Today’s expectations include complex distribution infra, signed packages, deterministic builds, CI coverage across many types of hardware, and resilience against security concerns. These expectations aren’t unfounded: the PyPitfalls paper: [2507.18075] PyPitfall: Dependency Chaos and Software Supply Chain Vulnerabilities in Python, released earlier this year, took an extensive look into one particular community:
“By analyzing the dependency metadata of 378,573 PyPI packages, we quantified the extent to which packages rely on versions with known vulnerabilities. Our study reveals that 4,655 packages have guaranteed dependencies on known vulnerabilities, and 141,044 packages allow for the use of vulnerable versions. Our findings underscore the need for enhanced security awareness in the Python software supply chain.”
As the world centralized around open source, some aspects of the infrastructure have scaled up, but the support and investment model really didn’t.

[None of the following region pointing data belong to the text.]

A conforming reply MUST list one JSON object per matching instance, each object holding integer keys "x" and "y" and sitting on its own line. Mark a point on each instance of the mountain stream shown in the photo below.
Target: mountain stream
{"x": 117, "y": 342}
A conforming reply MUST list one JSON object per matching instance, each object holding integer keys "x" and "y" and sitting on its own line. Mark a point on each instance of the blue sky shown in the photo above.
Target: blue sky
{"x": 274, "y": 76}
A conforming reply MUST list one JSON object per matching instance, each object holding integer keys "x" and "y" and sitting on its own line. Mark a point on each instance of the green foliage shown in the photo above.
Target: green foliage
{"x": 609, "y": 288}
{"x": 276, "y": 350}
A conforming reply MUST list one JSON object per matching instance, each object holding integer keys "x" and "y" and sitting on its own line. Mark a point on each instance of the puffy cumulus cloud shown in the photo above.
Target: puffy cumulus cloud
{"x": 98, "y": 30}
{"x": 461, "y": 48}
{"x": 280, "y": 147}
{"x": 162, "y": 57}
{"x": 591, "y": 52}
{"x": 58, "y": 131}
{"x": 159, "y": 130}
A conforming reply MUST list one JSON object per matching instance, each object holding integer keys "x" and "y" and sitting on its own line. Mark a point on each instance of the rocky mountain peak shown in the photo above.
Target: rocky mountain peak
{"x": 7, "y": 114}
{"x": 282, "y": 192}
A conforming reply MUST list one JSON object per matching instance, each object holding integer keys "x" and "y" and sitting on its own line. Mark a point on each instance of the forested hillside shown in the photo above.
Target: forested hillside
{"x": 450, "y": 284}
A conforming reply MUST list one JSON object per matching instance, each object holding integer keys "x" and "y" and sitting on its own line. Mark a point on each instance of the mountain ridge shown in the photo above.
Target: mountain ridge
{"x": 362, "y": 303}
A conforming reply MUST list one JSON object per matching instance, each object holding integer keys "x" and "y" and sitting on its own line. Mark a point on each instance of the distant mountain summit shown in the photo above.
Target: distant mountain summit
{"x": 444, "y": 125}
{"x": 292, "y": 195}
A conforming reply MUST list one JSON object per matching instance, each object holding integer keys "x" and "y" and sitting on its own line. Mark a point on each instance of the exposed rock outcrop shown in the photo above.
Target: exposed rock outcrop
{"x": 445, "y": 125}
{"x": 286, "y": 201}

It’s very easy for the corporations building on OSS to treat it like an infinitely available good, especially when they don’t have to deal with the impact of their usage. Again, from the letter.

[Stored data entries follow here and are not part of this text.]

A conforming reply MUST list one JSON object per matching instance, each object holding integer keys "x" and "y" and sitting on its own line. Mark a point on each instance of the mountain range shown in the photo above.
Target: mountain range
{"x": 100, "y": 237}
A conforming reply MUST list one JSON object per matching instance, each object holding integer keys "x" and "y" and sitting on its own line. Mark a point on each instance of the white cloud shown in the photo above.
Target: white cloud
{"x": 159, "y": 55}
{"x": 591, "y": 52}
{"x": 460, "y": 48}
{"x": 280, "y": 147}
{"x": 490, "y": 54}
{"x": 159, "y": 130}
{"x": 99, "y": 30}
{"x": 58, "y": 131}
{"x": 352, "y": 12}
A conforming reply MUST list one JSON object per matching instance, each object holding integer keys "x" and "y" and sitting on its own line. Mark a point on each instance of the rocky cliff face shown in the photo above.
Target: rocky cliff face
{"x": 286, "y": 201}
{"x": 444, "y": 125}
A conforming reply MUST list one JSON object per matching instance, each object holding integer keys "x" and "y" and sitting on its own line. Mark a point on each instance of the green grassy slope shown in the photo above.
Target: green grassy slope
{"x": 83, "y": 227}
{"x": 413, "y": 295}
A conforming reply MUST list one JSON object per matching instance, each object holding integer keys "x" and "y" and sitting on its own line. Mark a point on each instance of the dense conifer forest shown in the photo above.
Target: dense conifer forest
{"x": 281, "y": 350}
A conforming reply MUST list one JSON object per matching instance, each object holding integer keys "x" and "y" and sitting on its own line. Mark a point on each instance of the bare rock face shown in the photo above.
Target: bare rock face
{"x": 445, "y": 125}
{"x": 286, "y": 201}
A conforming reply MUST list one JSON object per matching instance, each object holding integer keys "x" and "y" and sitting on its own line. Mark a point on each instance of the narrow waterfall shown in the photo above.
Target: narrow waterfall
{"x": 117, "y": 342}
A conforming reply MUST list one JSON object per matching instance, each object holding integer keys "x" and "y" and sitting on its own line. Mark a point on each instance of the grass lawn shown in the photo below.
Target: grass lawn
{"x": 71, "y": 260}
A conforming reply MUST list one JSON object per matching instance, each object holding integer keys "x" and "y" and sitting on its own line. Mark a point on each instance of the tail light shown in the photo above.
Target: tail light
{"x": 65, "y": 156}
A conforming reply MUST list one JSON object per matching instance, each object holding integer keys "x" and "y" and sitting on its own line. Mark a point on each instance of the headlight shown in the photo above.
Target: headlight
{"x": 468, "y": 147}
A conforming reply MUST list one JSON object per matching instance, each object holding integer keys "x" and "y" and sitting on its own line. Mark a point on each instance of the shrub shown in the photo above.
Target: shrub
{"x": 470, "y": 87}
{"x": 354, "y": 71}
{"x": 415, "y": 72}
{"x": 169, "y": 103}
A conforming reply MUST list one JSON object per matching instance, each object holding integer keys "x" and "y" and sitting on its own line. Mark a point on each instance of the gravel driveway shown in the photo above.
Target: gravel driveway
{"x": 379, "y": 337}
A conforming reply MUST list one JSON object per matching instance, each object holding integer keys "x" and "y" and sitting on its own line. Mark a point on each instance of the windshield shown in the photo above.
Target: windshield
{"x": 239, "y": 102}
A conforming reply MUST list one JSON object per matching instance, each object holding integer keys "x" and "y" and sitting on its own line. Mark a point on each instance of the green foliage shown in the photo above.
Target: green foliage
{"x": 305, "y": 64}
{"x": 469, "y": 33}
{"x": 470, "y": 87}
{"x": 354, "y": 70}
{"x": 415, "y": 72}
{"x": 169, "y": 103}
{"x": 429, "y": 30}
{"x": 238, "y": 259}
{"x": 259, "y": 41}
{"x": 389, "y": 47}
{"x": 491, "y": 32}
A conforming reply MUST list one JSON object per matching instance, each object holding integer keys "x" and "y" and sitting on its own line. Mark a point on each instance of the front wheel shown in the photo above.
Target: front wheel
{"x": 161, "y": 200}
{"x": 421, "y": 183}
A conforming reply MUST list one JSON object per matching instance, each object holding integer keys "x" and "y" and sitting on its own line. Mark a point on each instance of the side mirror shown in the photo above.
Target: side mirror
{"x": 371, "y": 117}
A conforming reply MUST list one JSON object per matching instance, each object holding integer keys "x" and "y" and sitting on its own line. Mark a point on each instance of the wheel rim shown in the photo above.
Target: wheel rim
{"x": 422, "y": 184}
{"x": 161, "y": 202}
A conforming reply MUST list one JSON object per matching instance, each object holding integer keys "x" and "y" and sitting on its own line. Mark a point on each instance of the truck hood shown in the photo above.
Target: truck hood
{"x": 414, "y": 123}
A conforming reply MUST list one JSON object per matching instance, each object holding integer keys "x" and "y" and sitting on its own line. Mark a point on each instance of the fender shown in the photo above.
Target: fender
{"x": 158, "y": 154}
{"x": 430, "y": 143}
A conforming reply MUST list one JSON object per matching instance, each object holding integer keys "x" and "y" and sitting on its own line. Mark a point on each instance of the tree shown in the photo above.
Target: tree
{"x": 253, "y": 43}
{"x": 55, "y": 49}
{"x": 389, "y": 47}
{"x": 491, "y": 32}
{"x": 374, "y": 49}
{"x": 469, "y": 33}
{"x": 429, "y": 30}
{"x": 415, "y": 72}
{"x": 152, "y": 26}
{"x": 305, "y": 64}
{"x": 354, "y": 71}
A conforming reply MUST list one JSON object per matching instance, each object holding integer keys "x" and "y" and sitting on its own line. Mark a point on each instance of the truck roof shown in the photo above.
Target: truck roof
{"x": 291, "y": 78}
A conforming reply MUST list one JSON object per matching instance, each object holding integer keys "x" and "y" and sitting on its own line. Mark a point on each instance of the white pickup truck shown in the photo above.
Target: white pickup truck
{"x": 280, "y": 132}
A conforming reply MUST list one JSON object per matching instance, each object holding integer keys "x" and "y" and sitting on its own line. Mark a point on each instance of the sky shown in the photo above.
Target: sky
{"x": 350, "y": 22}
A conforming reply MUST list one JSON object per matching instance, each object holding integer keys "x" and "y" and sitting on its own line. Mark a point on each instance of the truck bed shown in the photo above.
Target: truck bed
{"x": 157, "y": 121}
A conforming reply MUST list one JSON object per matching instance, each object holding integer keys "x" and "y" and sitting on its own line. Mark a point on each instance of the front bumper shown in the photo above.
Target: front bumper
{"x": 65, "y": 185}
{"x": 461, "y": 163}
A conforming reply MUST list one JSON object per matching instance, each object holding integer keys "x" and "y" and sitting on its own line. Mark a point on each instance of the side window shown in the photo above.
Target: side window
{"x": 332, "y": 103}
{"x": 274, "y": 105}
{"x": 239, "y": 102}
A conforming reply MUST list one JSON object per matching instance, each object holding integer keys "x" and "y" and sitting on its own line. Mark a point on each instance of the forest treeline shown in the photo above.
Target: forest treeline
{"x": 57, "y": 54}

“Automated CI systems, large-scale dependency scanners, and ephemeral container builds, which are often operated by companies, place enormous strain on infrastructure. These commercial-scale workloads often run without caching, throttling, or even awareness of the strain they impose. The rise of Generative and Agentic AI is driving a further explosion of machine-driven, often wasteful automated usage, compounding the existing challenges.”

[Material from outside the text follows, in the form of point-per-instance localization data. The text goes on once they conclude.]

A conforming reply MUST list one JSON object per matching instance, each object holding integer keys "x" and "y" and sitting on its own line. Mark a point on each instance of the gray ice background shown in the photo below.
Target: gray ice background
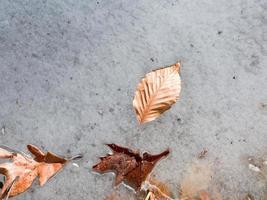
{"x": 69, "y": 69}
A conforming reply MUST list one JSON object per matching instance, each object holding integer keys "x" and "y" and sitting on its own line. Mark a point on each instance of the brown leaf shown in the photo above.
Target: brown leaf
{"x": 159, "y": 190}
{"x": 156, "y": 92}
{"x": 22, "y": 171}
{"x": 129, "y": 165}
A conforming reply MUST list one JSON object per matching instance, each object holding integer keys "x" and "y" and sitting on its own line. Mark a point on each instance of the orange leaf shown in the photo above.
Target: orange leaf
{"x": 22, "y": 171}
{"x": 129, "y": 166}
{"x": 156, "y": 92}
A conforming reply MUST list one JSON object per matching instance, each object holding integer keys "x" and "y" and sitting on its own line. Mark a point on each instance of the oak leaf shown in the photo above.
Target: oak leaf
{"x": 128, "y": 165}
{"x": 23, "y": 170}
{"x": 156, "y": 93}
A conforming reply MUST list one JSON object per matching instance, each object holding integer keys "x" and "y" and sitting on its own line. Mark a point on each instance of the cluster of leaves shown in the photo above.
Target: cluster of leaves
{"x": 24, "y": 169}
{"x": 154, "y": 95}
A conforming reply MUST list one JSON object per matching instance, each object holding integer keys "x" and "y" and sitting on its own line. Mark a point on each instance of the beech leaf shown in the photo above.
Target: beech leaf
{"x": 23, "y": 169}
{"x": 129, "y": 166}
{"x": 156, "y": 93}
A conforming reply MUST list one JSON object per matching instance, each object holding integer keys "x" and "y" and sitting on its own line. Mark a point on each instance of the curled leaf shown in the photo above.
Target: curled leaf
{"x": 23, "y": 169}
{"x": 129, "y": 165}
{"x": 156, "y": 93}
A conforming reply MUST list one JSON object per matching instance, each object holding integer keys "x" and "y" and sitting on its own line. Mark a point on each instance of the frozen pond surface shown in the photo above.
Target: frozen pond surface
{"x": 69, "y": 69}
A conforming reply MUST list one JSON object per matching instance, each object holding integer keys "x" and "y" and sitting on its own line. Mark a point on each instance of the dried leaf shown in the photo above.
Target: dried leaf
{"x": 156, "y": 92}
{"x": 157, "y": 189}
{"x": 22, "y": 171}
{"x": 129, "y": 165}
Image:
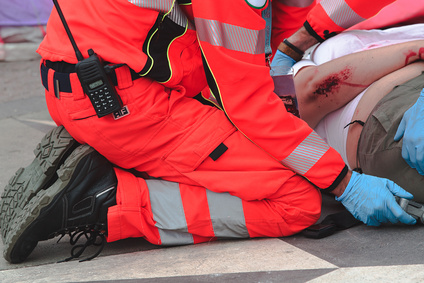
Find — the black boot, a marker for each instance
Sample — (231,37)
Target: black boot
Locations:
(77,201)
(50,153)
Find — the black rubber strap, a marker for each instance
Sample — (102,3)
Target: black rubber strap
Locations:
(218,151)
(337,181)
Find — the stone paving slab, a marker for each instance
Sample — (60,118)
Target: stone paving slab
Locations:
(392,253)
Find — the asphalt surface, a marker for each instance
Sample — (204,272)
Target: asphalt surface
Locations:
(391,253)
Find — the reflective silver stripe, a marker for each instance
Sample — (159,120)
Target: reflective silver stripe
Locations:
(297,3)
(160,5)
(177,16)
(230,36)
(227,215)
(168,212)
(340,13)
(306,154)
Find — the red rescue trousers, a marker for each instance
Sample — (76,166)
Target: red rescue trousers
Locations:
(249,170)
(243,193)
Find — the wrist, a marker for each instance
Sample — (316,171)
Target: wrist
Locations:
(341,187)
(290,50)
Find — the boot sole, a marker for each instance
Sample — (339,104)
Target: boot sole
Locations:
(19,242)
(50,153)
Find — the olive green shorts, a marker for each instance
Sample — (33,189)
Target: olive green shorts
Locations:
(378,153)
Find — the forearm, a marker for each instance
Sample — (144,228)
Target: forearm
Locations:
(302,39)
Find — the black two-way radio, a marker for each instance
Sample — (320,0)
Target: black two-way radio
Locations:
(93,77)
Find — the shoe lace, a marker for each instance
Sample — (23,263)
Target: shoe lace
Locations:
(91,236)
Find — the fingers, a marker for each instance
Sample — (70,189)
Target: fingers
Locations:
(398,191)
(401,216)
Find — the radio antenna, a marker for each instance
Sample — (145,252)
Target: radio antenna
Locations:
(68,31)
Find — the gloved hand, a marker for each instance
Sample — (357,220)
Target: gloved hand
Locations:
(281,64)
(411,129)
(371,200)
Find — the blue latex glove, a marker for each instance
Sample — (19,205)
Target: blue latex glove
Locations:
(411,129)
(371,200)
(281,64)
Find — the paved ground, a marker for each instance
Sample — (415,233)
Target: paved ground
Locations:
(360,254)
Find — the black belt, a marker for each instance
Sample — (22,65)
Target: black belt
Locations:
(63,69)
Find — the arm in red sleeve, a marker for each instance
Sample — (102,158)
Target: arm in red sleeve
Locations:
(231,36)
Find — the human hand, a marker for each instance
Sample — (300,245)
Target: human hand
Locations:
(371,200)
(281,64)
(411,129)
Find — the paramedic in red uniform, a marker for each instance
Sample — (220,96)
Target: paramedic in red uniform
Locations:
(237,166)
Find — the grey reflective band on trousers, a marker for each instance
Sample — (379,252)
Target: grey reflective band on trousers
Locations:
(226,212)
(168,212)
(230,36)
(340,13)
(227,215)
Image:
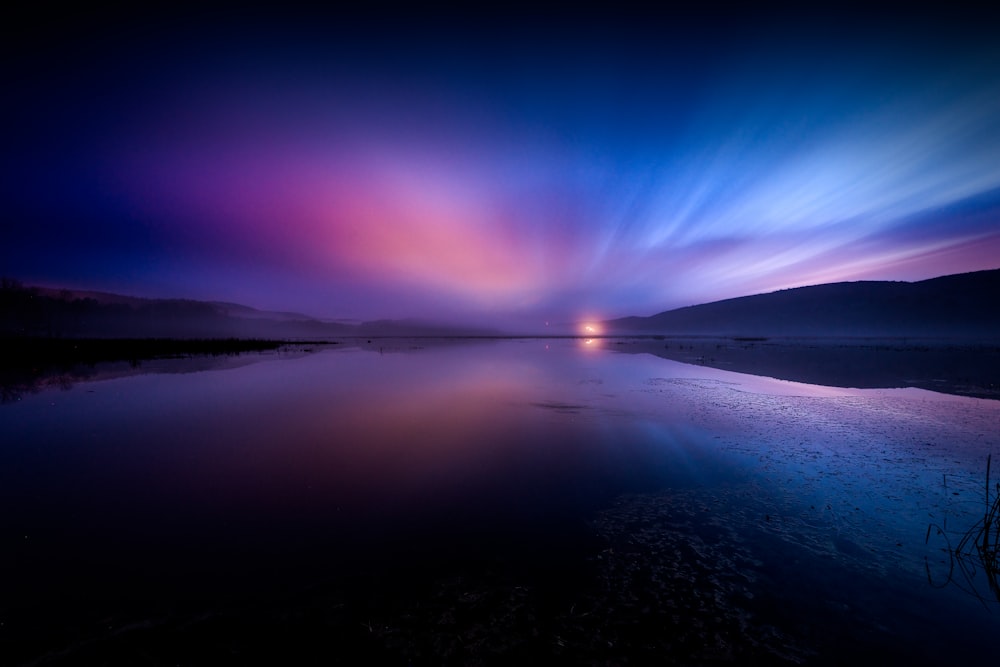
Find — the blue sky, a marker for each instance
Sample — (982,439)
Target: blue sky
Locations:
(498,168)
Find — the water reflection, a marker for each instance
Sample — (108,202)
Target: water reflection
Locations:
(547,497)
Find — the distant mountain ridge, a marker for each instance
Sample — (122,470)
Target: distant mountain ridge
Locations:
(961,305)
(59,313)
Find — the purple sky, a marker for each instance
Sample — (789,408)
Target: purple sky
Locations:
(498,169)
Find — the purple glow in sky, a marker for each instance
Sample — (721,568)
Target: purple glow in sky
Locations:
(500,170)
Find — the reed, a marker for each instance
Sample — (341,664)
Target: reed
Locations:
(979,548)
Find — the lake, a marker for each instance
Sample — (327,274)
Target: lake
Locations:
(484,502)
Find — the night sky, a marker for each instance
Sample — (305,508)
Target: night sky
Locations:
(499,168)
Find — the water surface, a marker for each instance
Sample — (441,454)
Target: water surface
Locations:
(484,502)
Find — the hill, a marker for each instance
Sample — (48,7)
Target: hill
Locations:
(39,312)
(962,305)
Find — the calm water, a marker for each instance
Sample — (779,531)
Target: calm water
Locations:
(485,502)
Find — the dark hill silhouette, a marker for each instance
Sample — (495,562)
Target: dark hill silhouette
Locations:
(962,305)
(39,312)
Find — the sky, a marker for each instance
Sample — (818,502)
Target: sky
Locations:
(505,169)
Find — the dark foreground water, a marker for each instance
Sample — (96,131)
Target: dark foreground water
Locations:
(489,502)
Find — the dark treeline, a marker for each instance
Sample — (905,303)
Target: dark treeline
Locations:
(28,312)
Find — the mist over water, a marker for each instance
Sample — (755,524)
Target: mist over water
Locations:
(481,501)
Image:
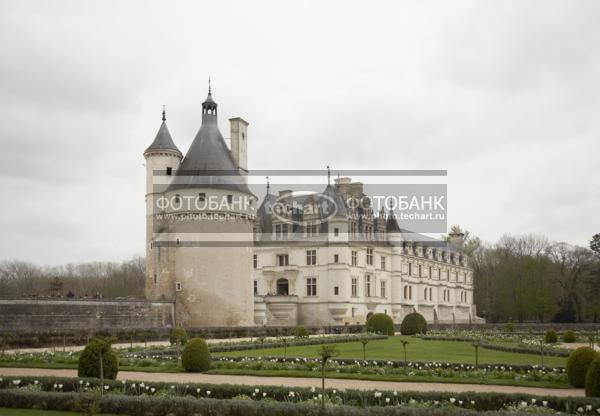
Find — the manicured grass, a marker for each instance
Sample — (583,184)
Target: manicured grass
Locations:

Because this code ends up in production for some very large products, maintainers end up as unpaid on-call. Folks with good intentions want to keep a library in healthy shape and feels the pressure of knowing that perhaps millions of people are (indirectly) depending on it. Then we mixed in AI.
The Big Sleep
The FFMPeg project is at the center of a storm right now about the demands from security research teams:
Google have spent billions of dollars training Gemini, and a hefty chunk moreon a project called BigSleep: an agent to do the security research work at scale. That tool is exactly what the FFMPEG developers are reacting to, with issues like this use-after-free write in SANM process_ftch [440183164]
The vulnerability is in a codec for the LucasArts SMUSH format, which was used in games like Grim Fandango: a security risk targeting a very narrow group of people in their 40s. In a world of human researchers, I suspect that neither attacker or researcher would have spent much time on that codec.
For an AI agent, it’s feasible to scale up the search if you have the compute and model resources, which Google do. So now that (very real!) vulnerability is documented1. That also scales up the demands on maintainers, who don’t have the equivalent billions to do research into generative AI security patch systems.
Security has always been asymmetric, in that it’s easier to break than to build. Scaling up discovery tips that scale off the table. The bulls are in the bazaar, finding vulnerabilities in code for rendering 1995 Rebel Assault 2 cutscenes, and the maintainers just want someone to help clean up after them. Global-scale coordination on global-scale problems remains hard.